Und plötzlich hatte der Rocker den Blues

Er stand in den 80ern für glaubwürdigen und schnörkellosen britischen Hardrock, in den 90ern hatte er plötzlich den Blues, und heute ist er älter und breiter als zu Thin-Lizzy-Zeiten. Dennoch ist Gary Moore immer noch einer der besten europäischen Gitarristen.

 Noch mehr Blues geht kaum: Gary Moore ist immer noch ein Meister der Saiten. TV-Foto: Hans Krämer

Noch mehr Blues geht kaum: Gary Moore ist immer noch ein Meister der Saiten. TV-Foto: Hans Krämer

Trier. Gary Moore - ein Name für die ewige Ruhmeshalle der etwas lauteren Musik. Er spielte in den 70ern zusammen mit Phil Lynott bei Thin Lizzy und gehört damit zu den Urvätern des gitarrenlastigen Hardrock. In den 80ern, der Sternstunde des unerträglichen Computerpop-Gedudel, schrie er Wut und Schmerz seiner Heimat Nordirland auf harten und geradlinigen Alben wie "Run for Cover" (1985) und "After the War" (1989) heraus und zeigte dabei eine Virtuosität an der Gitarre, die kein Zweiter erreichte.
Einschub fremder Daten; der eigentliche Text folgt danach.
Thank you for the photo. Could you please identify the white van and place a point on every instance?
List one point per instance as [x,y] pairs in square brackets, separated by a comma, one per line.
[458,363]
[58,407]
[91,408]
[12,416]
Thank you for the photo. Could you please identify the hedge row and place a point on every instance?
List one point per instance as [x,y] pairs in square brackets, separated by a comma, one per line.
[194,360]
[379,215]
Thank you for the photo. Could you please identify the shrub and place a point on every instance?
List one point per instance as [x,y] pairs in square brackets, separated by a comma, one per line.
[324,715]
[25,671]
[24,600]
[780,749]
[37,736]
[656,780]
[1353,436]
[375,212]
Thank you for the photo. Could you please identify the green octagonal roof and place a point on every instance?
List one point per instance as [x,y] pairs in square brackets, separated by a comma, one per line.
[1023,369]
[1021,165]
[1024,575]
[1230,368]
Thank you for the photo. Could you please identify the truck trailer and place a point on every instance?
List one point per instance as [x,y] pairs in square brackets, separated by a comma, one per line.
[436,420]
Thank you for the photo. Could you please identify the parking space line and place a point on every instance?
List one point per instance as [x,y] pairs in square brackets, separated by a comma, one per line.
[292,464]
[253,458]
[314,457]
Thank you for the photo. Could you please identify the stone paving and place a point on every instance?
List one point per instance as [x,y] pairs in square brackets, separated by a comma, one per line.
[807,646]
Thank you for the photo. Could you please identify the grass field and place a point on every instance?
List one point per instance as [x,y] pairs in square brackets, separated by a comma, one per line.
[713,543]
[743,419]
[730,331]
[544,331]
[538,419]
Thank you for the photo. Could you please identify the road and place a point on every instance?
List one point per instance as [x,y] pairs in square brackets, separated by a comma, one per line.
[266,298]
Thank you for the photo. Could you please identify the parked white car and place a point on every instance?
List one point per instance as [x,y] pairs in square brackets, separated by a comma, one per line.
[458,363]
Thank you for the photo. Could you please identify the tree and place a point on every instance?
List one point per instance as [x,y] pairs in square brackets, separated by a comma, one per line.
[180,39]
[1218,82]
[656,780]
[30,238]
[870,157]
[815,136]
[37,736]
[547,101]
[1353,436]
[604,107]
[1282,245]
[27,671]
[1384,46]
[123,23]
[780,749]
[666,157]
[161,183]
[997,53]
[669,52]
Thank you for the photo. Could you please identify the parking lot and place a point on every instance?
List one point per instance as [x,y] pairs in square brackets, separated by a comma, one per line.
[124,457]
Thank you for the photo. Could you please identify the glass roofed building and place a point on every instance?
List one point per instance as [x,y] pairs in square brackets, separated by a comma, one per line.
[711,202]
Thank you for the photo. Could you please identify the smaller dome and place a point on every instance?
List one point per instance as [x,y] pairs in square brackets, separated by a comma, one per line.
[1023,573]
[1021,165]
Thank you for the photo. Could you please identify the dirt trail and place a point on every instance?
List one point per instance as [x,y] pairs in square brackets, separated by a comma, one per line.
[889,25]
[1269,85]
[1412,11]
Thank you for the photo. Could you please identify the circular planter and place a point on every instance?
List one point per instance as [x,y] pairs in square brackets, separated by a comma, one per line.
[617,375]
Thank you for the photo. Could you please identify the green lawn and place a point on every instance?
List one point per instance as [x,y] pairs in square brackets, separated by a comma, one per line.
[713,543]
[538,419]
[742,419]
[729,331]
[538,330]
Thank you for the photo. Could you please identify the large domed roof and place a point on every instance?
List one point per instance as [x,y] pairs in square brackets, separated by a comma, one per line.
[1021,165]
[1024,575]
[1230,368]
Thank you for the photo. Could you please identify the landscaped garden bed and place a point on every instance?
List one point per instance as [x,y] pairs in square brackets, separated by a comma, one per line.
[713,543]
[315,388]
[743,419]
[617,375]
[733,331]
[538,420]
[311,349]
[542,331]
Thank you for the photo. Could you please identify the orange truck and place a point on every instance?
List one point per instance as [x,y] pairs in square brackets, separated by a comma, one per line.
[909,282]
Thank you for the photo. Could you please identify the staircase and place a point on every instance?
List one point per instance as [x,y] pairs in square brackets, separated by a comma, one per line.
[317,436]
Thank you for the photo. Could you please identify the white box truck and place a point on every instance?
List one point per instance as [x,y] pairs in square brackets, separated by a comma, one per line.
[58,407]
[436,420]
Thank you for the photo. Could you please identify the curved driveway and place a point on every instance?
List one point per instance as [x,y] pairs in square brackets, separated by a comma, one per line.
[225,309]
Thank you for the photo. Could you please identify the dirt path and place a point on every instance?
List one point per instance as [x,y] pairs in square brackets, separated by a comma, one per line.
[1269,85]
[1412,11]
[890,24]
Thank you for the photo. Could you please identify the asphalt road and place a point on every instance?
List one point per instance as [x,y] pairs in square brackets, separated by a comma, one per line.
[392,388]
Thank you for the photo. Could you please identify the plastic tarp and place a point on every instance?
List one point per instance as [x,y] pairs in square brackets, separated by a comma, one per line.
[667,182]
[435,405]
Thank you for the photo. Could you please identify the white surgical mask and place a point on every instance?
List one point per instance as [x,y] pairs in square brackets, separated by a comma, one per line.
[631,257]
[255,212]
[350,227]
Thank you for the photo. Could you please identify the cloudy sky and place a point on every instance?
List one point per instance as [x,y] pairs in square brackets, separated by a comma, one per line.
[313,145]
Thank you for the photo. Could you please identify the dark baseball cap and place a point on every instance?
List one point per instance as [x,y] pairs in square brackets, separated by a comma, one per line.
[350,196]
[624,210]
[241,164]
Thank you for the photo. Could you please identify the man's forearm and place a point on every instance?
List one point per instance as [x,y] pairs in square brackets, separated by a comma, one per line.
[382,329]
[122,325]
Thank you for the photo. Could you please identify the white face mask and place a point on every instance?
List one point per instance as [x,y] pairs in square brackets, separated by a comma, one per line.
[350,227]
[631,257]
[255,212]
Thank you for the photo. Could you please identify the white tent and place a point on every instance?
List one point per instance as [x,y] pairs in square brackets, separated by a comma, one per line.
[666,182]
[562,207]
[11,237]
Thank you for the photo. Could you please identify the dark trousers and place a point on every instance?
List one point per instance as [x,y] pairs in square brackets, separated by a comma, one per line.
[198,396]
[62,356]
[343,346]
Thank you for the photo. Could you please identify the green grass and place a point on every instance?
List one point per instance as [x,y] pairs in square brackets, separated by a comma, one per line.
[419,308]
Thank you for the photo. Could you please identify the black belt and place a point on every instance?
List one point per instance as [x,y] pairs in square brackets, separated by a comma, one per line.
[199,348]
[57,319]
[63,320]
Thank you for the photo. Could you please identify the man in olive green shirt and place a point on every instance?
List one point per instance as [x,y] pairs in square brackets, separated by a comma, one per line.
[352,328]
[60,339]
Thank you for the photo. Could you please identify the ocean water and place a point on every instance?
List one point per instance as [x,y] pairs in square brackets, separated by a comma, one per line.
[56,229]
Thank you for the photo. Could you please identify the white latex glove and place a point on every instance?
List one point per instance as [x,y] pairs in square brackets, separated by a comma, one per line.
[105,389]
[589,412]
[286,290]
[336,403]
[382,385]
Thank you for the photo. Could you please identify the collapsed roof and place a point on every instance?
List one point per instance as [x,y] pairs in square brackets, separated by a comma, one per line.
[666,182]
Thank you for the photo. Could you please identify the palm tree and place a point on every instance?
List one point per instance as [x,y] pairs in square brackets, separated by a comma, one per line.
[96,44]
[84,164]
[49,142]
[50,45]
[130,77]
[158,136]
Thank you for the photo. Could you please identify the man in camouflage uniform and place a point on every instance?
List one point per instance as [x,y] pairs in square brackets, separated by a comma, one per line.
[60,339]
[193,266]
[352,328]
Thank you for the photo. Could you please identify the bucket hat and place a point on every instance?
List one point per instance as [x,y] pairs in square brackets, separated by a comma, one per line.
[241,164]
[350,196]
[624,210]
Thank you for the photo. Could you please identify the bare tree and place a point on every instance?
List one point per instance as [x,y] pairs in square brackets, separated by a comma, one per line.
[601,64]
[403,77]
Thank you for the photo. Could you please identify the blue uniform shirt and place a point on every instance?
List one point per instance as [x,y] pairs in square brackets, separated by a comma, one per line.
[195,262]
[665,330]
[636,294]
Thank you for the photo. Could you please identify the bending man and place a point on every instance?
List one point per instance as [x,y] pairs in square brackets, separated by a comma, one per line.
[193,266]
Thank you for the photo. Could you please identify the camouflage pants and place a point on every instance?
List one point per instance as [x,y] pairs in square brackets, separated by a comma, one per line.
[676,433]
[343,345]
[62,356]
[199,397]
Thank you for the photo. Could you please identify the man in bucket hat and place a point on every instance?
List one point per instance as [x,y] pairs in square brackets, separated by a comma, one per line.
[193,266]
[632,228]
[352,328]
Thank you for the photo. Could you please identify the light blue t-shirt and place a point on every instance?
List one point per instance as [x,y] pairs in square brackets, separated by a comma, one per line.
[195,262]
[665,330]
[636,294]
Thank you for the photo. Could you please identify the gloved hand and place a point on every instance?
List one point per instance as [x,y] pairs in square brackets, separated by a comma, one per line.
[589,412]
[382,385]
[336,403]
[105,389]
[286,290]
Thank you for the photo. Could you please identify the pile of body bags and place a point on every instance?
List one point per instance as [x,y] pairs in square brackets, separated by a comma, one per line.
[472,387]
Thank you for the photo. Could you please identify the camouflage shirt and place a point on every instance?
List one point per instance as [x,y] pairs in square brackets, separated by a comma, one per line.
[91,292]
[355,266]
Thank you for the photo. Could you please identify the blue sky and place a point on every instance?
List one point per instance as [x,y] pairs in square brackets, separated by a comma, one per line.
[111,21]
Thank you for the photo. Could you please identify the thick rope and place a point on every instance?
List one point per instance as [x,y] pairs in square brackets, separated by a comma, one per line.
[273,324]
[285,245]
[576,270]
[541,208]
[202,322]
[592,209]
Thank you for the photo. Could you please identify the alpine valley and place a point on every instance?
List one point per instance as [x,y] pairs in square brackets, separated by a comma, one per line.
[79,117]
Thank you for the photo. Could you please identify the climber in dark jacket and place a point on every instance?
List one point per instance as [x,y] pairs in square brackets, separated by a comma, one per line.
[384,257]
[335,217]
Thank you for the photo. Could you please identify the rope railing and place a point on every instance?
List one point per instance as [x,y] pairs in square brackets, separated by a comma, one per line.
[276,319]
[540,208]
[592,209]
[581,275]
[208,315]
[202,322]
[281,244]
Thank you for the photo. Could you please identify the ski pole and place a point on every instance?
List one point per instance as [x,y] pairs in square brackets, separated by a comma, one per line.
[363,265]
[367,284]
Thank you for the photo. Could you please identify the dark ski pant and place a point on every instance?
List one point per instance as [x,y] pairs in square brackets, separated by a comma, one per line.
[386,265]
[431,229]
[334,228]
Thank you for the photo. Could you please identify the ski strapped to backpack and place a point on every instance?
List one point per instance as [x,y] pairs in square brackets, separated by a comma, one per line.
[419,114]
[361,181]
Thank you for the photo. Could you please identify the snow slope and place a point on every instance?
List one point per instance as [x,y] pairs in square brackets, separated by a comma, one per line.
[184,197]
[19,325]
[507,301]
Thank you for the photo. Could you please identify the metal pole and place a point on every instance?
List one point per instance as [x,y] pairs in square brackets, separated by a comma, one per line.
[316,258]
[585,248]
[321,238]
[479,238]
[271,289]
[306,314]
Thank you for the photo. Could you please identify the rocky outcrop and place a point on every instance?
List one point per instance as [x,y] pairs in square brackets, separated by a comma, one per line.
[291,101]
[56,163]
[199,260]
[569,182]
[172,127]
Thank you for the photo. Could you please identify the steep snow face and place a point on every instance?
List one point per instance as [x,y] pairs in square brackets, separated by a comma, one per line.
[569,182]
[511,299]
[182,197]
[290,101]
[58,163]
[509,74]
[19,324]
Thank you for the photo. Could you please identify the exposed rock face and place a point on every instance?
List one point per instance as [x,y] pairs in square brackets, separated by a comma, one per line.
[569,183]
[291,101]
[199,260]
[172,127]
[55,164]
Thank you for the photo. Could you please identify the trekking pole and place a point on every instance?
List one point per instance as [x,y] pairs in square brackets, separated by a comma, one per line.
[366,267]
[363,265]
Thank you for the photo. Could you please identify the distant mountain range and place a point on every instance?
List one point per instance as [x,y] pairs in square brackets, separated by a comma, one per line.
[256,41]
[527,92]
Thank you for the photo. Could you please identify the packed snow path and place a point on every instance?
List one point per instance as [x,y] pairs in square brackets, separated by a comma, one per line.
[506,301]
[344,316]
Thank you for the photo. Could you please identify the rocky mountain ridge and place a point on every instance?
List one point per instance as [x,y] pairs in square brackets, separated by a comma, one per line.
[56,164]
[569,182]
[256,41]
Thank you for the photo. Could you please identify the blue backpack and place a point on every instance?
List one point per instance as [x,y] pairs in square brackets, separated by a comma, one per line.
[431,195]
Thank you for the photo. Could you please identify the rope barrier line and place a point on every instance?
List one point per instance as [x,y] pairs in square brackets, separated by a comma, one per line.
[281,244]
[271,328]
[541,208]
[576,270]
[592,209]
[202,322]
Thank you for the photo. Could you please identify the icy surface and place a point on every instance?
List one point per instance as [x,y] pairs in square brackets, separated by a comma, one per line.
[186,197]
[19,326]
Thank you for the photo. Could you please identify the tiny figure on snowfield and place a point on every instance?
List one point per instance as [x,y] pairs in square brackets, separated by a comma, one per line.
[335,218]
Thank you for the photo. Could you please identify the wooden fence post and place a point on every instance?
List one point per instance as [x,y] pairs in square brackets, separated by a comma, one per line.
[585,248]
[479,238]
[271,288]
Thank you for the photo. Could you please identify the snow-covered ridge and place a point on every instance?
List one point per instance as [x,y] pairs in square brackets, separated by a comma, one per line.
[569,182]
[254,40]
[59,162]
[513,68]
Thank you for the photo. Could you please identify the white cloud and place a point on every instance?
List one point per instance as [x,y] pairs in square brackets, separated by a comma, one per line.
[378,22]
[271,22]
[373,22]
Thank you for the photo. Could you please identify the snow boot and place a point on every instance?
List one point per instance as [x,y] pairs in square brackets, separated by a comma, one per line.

Danach lies der irische Rocker die harten Töne sein und wurde zum Gemütsmenschen. Mit "Still got the Blues" (1990) verdiente er sich endgültig dumm und dämlich und löste außerdem noch einen neuen Blues-Boom aus. Welchen Gary Moore konnten die 600 Fans zwischen 30 und 50 in der Trier er Europahalle erwarten? Den Rocker? Den Mann mit dem Blues? Moore ist mittlerweile 57 und in die Breite gegangen. Eine Schönheit war er noch nie, und ein großer Kommunikator auch nicht. Gespräche mit dem Publikum finden nicht statt. Nehmt, was ich euch biete, oder lasst es sein!

Gary Moore in der Version 2009 fordert Geduld von seinem Publikum, das in Trier recht lange brauchte, um sich auf das Akustik-Gewitter einzulassen. Geduld mit der irrsinnigen Länge seiner Soli und der Art, mit der er sich selbst auf der Bühne feiert inklusive ekstatisch-verzerrtem Gesichtsausdruck. Nachsicht mit seiner Songauswahl - er spielt weder seine alten Kracher aus den 80ern noch seinen kommerziell erfolgreichsten Titel "Still got the Blues", was aber an einem noch laufenden Plagiats-Prozess liegen kann. Doch Gary Moore fordert nicht nur. Er gibt auch viel. Sobald er eine Gitarre in die Hand nimmt, erwacht die Ehrfurcht vor diesem wahren Meister der Saiten, dessen Genialität auch in den Bluesrock-Stücken seines aktuellen Albums "Bad for you Baby" klar erkennbar ist. Immerhin: Seine letzte Zugabe war "Parisienne Walkways" (1978) - hymnischer Blues auf einer Gibson Les Paul und ein schöner Abschluss des Abends mit einem der großen alten Herren des Rock.